TCP software performs the function of gluing the fragments in IP datagrams together at the destination. For example, if a large image is broken into ten parts that are each stored in a datagram, then TCP reassembles those parts into a whole. TCP also makes sure the process is robust: if an IP datagram goes missing, a datagram is corrupted, duplicate datagrams arrive, or datagrams arrive out of order, then TCP looks after re-requesting, throwing away duplicates or erroneous data, or sorting out ordering.

D.1.2 IP Addresses

To allow communication over heterogeneous networks, each with its own addressing standard, every location in a network needs a globally unique IP address. A computer that is connected to the Internet needs at least one IP address; a node that interconnects two networks needs two.

IP (version 4) addresses are 32-bit numbers that are usually represented as a series of four decimal numbers between 0 and 255, separated by a period. An example IP address is 134.148.250.28. Some IP addresses have special meanings. For example, the IP addresses 127.0.0.0 and 127.0.0.1 are reserved for loopback testing on a host. If a connection is to be made from a client to server, both running on the same machine, the address 127.0.0.1 can be used. This address loops back to 127.0.0.0, the localhost.

If you've got your own private network at home or at work, then it's likely you're using addresses such as 192.168.1.1 and 192.168.1.2. Addresses in the range 192.168.0.0 to 192.168.255.255 are reserved for this purpose and are never used on the Internet. (There are also other ranges that are not used on the Internet, but we don't discuss this in detail here.)

It's inconvenient to remember IP addresses.
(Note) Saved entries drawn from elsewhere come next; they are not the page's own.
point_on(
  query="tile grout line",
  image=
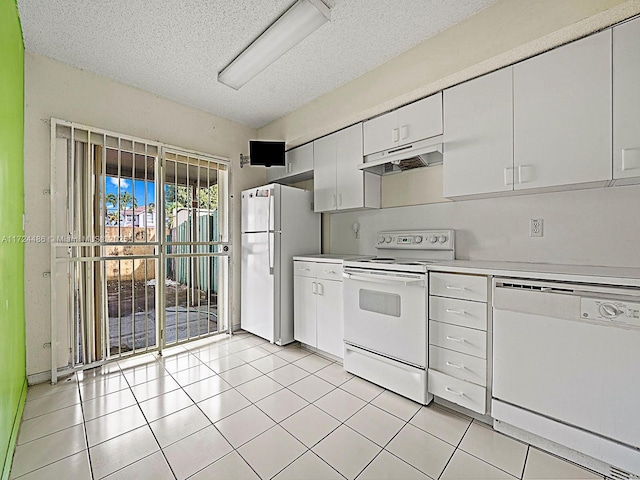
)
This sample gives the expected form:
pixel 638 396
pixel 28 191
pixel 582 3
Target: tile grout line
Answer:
pixel 152 433
pixel 455 449
pixel 84 428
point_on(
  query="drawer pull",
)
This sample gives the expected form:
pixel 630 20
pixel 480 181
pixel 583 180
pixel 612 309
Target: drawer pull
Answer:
pixel 456 339
pixel 459 289
pixel 460 394
pixel 459 367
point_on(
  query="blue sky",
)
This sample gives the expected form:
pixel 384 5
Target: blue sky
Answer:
pixel 127 185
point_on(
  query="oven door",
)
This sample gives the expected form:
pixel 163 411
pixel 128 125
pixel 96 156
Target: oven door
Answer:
pixel 386 312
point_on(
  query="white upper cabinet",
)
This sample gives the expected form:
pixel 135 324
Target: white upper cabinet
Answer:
pixel 350 181
pixel 562 116
pixel 324 174
pixel 478 136
pixel 299 160
pixel 338 183
pixel 626 102
pixel 417 121
pixel 298 165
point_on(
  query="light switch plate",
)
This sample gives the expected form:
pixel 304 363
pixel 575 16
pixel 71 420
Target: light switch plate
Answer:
pixel 536 227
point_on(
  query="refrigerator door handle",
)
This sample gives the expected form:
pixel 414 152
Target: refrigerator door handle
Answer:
pixel 269 229
pixel 270 245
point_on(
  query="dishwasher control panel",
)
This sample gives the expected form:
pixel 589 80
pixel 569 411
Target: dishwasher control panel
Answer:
pixel 614 311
For example, it's much easier for Hugh to remember that hugh.cs.rmit.edu.au is his machine at work than to remember its IP address is 131.170.27.120. For this reason, most IP addresses have one or more equivalent domain names that we use to log in, access web sites, and so on. The mapping of IP addresses to names and back again is managed by domain name servers. When you set up a new domain and host it on a server, the domain name servers responsible for finding the system are usually informed about the mapping between the machine's IP address and your new domain name.

D.1.2.1 Ports

When a virtual connection is set up between two communicating systems, each end is tied to a port. The port is an identifier used by the TCP software rather than an actual physical device, and it allows multiple network connections to be made on one machine by different applications.

When a message is received by the TCP software running on a host computer, the data is sent to the correct application based on the port number. By convention, a well-known port is normally used by a server providing a service that has seen widespread adoption. A list of well-known ports for various applications is maintained by Internet Assigned Number Authority (IANA) and can be found at http://www.iana.org/assignments/port-numbers. For example, the File Transfer Protocol (FTP) uses port 21, and a web server uses port 80.

Systems with TCP/IP software installed have a services file that lists the ports used on that machine. This file is often preconfigured for common applications and is maintained by the system administrator to reflect the actual port usage on the machine. For example, this file is usually /etc/services on a Unix system.